Introducing Superalignment

Introducing Superalignment

Juli 14, 2023 Ethics and responsibility

OpenAI has recently introduced a new project called Superalignment aimed at addressing the challenges of superintelligence alignment. Superintelligence is seen as the most influential technology humanity has ever invented, and could help us solve many of the world’s most important problems. At the same time, the vast power of superintelligence could also be very dangerous, potentially leading to the disempowerment or even extinction of humanity.
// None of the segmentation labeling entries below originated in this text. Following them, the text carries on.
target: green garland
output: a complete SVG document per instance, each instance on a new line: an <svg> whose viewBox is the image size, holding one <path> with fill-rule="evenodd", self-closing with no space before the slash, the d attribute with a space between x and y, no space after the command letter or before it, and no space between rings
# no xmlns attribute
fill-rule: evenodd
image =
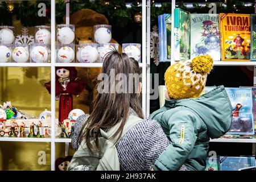
<svg viewBox="0 0 256 182"><path fill-rule="evenodd" d="M109 3L106 3L107 1ZM141 2L141 1L138 1ZM155 1L156 2L157 1ZM204 1L202 0L202 2ZM239 0L227 0L224 6L224 1L219 1L216 2L217 13L235 13L250 14L254 13L254 0L248 0L247 2L253 3L251 6L245 6L243 2ZM63 16L65 14L65 3L64 0L59 0L56 3L56 22L57 24L63 23ZM48 13L46 17L39 17L37 15L38 5L43 2L46 4ZM134 22L133 16L134 14L142 11L141 6L138 6L137 1L132 2L131 7L127 8L125 0L96 0L91 3L89 0L72 0L71 1L71 14L72 14L82 9L90 9L99 13L104 14L109 21L109 23L118 28L126 27L127 25L135 24L141 26L141 24ZM188 9L184 6L184 1L176 1L176 7L180 7L184 10L190 11L191 13L208 13L209 2L207 6L203 7L198 3L193 3L193 7ZM234 6L234 5L236 6ZM34 26L39 24L47 24L50 22L50 1L36 1L31 3L24 1L14 3L14 9L11 13L7 10L9 4L2 2L0 3L0 24L13 24L12 15L16 15L17 19L20 19L24 26ZM170 1L168 2L162 2L162 7L156 7L155 3L151 3L151 24L158 24L158 16L164 13L171 13L171 3Z"/></svg>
The Challenge of Superintelligence

The challenge lies in getting AI systems that are much smarter than humans to follow human intent. Current techniques for aligning AI, such as reinforcement learning from human feedback, rely on humans‘ ability to supervise AI. But humans won’t be able to reliably supervise AI systems that are much smarter than us, and so our current alignment techniques will not scale to superintelligence. New scientific and technical breakthroughs are needed.

OpenAI’s Approach

OpenAI plans to build a roughly human-level automated alignment researcher. This can then be scaled using vast amounts of compute to iteratively align superintelligence. To align the first automated alignment researcher, OpenAI will need to develop a scalable training method, validate the resulting model, and stress test the entire alignment pipeline.

The New Team

OpenAI is assembling a team of top machine learning researchers and engineers to work on this problem. They are dedicating 20% of the compute they’ve secured to date over the next four years to solving the problem of superintelligence alignment. Their main goal is to solve the core technical challenges of superintelligence alignment in four years.

Call for Participation

OpenAI is inviting outstanding new researchers and engineers to join this effort. They plan to share the fruits of this effort broadly and view contributing to alignment and safety of non-OpenAI models as an important part of their work. If you’ve been successful in machine learning, but you haven’t worked on alignment before, now is the time to make the switch. OpenAI believes this is a tractable machine learning problem, and you could make enormous contributions.